In the major emporia ports that serviced the trans–Indian Ocean trade, the Dutch (and the English) used established local brokers for the purchase of exports. In lesser centers the Dutch did as other merchant communities had done and set up resident factors. The scale of these Dutch factories is suggested by the Dutch purchasing agency in Ava, the capital of the Taungoo Kingdom (in what is now Burma/Myanmar).21 Its staff consisted of fourteen employees: three senior merchants, two junior merchants, and nine assistants and sailors.22 All were established residents, and some of them had long-term local partners who bore them Dutch-Burmese children. Although these women were wives in the eyes of custom and local law, the government in Ava was reluctant to let them leave the country, and at least one chief factor chose to stay in Ava for more than thirty years rather than leave his family.23 The assertion that the Dutch East India Company was hampered by a bloated bureaucracy gets some support from the fact that while the Dutch agency in Ava had a staff of fifteen, a comparable English East India Company factory of 1650 got by with four or five people.

Throughout the Dutch network in southeastern Asia, the Dutch East India Company owed a great deal to the Chinese workers and entrepreneurs found in every significant seaport.24 The development of the plantations on Java, often attributed to Dutch initiative, illustrates another way in which Southsea Chinese capital and management reinforced the Dutch economic empire. The symbiosis between the Southsea Chinese and the Dutch makes the image of European control somewhat shadowy.

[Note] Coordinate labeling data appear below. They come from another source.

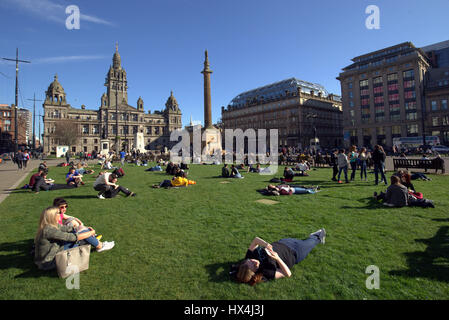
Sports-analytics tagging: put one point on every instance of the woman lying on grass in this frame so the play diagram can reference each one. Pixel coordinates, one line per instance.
(264, 261)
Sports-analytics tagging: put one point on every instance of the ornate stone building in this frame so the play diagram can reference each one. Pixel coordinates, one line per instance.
(115, 118)
(300, 110)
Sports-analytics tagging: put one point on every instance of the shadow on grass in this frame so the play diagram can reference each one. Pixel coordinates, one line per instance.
(219, 272)
(433, 263)
(20, 257)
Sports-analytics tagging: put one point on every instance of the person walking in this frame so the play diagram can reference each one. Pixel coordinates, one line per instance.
(379, 157)
(353, 158)
(343, 162)
(363, 158)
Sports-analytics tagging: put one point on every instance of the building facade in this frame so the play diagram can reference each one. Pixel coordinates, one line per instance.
(115, 120)
(300, 111)
(384, 94)
(7, 128)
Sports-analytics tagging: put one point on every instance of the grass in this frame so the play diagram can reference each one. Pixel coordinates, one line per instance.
(180, 243)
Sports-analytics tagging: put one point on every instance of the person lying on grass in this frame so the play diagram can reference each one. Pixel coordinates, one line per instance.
(286, 190)
(264, 261)
(178, 181)
(52, 238)
(397, 195)
(107, 186)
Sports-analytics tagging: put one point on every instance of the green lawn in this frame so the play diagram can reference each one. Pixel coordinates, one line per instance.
(180, 243)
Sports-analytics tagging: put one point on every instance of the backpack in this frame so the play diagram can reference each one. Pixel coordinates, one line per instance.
(119, 172)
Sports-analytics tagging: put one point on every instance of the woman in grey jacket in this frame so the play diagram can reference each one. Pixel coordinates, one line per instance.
(52, 238)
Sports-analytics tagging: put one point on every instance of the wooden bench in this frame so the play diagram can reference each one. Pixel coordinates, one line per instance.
(418, 164)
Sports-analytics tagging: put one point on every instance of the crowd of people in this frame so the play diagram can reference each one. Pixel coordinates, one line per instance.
(263, 261)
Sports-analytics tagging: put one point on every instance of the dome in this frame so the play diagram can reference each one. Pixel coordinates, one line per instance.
(55, 86)
(172, 104)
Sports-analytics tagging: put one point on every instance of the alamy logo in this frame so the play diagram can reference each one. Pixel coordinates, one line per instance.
(73, 20)
(373, 281)
(257, 151)
(373, 20)
(73, 280)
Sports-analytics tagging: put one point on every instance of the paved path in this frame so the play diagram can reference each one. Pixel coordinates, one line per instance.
(11, 177)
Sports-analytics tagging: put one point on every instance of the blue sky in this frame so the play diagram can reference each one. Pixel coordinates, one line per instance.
(251, 43)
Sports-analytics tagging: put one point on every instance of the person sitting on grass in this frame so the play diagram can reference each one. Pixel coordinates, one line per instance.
(397, 195)
(264, 261)
(42, 183)
(302, 167)
(52, 238)
(65, 219)
(235, 173)
(225, 171)
(288, 175)
(155, 168)
(74, 178)
(107, 186)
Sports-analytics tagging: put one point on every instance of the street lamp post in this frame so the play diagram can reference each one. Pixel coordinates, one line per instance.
(16, 131)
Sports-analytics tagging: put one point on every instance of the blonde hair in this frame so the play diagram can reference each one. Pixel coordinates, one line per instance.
(49, 217)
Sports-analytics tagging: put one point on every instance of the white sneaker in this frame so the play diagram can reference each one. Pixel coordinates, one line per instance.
(106, 246)
(321, 235)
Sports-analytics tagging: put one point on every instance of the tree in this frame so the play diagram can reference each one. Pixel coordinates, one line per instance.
(66, 132)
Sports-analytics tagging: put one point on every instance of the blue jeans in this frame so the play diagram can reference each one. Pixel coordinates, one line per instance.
(362, 169)
(379, 167)
(301, 247)
(345, 169)
(91, 240)
(354, 169)
(299, 190)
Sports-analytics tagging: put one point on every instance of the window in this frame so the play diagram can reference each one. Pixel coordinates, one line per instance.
(445, 120)
(396, 130)
(408, 74)
(412, 130)
(377, 80)
(435, 133)
(434, 105)
(392, 77)
(410, 95)
(435, 121)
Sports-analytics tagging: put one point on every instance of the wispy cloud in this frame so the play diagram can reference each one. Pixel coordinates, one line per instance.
(52, 11)
(64, 59)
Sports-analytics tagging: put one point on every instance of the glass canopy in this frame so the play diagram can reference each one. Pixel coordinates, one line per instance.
(277, 90)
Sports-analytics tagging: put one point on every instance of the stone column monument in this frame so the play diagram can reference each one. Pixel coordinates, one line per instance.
(211, 137)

Sugar, for example, was one of Batavia’s most important exports in 1700, but it was soon replaced by coffee. In 1721 Java produced two thousand pounds of coffee. Only fifteen years later, in 1736, Java exported nine million pounds of coffee.25 As with many other businesses, a large share of the plantation crops exported from Batavia were produced by Chinese capital on Chinese-owned plantations.

In the end, the Dutch (and other Europeans) made up only a small part of the Asian commercial world. They could influence the matrix of local markets, small-scale traders, indigenous wholesale merchants, and local ship owners, but at the same time they had to conform to local practice. The best examples of European dependence on indigenous Asian commerce can be seen in the fact that neither the Dutch, the English, nor the Spanish were able to trade directly with China. Both relied on the Fujianese and Southsea Chinese to bring them the silks, porcelains, and gold that dominated China’s export trade. While Fort Zeelandia on Taiwan allowed the Dutch to get closer to China’s mainland markets, that channel was lost in 1662.

By 1700 the Dutch East India Company was beginning to lose its momentum. Having internalized the cost of defense and administration, the company’s overhead remained high even though profits were declining. They continued to concentrate on marketing essentially the same commodities even though by the eighteenth century, other suppliers were increasing the supply and driving down the market price. Thus, even though the volume of sales remained the same, both profit per unit and the rate of return to invested capital declined.

The rate of return was declining, but administrative costs were not. Profits had leveled off at the end of the 1600s, when the Dutch East India Company had thirteen thousand employees. The profit was not much different in 1750, when the company was supporting twenty thousand people, including a sizable navy and an army of ten thousand soldiers, plus dockyard workers and a bookkeeping staff of hundreds.26 The Dutch trading empire continued to operate until its bankruptcy in the late eighteenth century; it failed because of growing overhead and declining revenues from products that no longer commanded high prices. Their English competitor survived into the nineteenth century because it invested much less in commercial infrastructure and could respond to the flow of fresh market data, thanks to the activities of their factors, operating as private merchants.